I agree with this wholeheartedly. The OSD issue used to be formalised in the “Five Year Rule”. That is, if you could not demonstrate 5 years useful life, you could not get the funds. This would be open to interpretation. We (HQ staffs) would, for example, bid for the money in 1980, and simply say the a/c will still be in service in 1985. Sometimes we got away with it, but more often than not the beancounters would say “Bid – 1980, LTC approval – 1981, Contract award – 1983, In Service Date – 1987, Full fleet embodiment – 1989…. Plus 5 = 1994. Sorry, OSD is 1993, forget it”. Inevitably, the OSD would slip, but we needed at least a two year slip to get approval. So, announcements were often one year at a time.
The exception was always safety issues.

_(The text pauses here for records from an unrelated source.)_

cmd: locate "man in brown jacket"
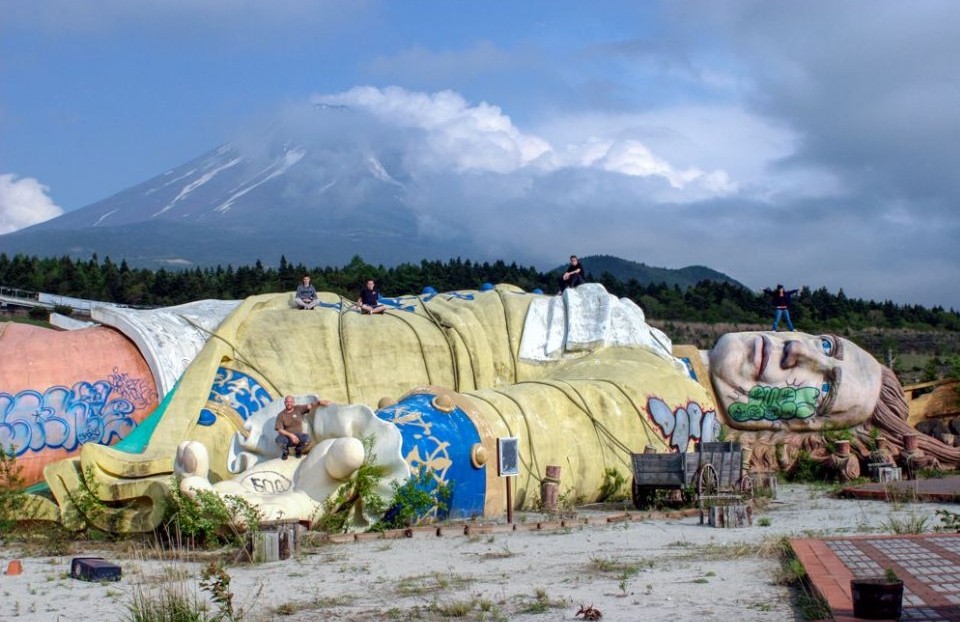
[274,395,330,460]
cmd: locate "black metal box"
[70,557,120,582]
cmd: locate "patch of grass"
[519,588,567,613]
[480,544,516,559]
[590,557,654,577]
[676,542,760,561]
[771,538,833,620]
[397,572,475,596]
[936,510,960,533]
[125,583,212,622]
[162,478,261,548]
[597,468,628,503]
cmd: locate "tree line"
[0,253,960,332]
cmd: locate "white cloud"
[314,87,738,202]
[0,173,63,234]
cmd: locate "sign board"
[497,436,520,477]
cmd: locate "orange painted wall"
[0,323,157,485]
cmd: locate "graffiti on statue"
[0,368,157,456]
[727,383,830,421]
[647,397,720,453]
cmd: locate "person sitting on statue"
[293,274,320,309]
[275,395,330,460]
[357,279,387,315]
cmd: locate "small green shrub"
[165,478,261,548]
[936,510,960,533]
[126,583,211,622]
[597,468,627,503]
[60,465,107,531]
[376,466,452,531]
[880,514,930,535]
[200,560,240,622]
[313,436,387,533]
[0,445,27,538]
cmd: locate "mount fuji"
[2,105,474,269]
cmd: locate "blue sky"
[0,0,960,308]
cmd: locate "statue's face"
[710,332,880,432]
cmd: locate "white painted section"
[520,283,686,370]
[37,292,120,313]
[91,300,241,399]
[50,313,97,330]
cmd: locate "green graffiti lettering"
[728,386,820,421]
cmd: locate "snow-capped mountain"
[2,107,475,268]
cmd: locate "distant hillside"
[572,255,746,289]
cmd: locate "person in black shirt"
[357,279,387,315]
[560,255,587,294]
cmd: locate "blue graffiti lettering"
[0,376,156,456]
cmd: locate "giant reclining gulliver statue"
[0,284,960,531]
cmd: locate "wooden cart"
[631,441,753,509]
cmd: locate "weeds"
[127,583,210,622]
[520,588,567,613]
[880,514,931,535]
[0,445,27,538]
[373,466,452,531]
[165,479,261,548]
[936,510,960,533]
[770,538,833,620]
[597,468,628,503]
[313,435,387,533]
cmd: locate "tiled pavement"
[790,534,960,622]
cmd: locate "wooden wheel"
[697,463,720,497]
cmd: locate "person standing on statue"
[560,255,587,294]
[763,283,797,331]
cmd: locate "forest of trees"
[0,253,960,331]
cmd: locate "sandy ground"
[0,485,958,622]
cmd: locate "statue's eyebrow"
[817,367,843,417]
[830,333,843,361]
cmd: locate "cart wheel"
[697,463,720,496]
[630,480,654,510]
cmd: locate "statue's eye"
[820,337,836,356]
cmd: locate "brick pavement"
[790,534,960,622]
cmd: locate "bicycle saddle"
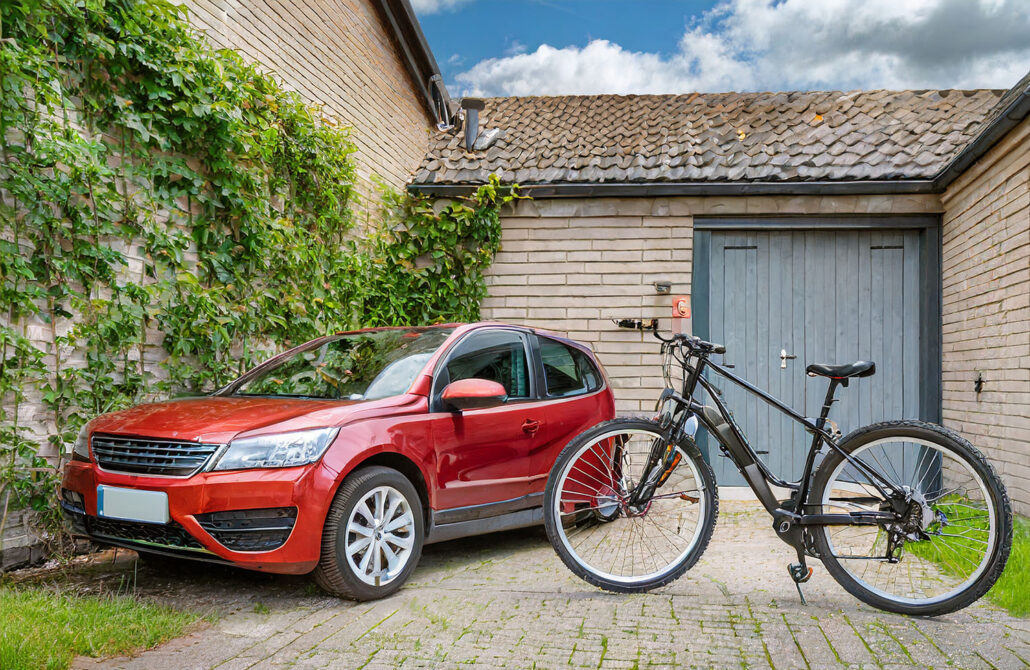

Until 1991 of course, when as a matter of policy funding was no longer automatically available to investigate/rectify safety problems. As I’ve said elsewhere, we were routinely instructed to ignore safety problems. This is still the case.
This was nothing to do with procurement. All the decisions were taken before procurers got involved.
You never hear this talked about now, mainly because it involves a head and a parapet.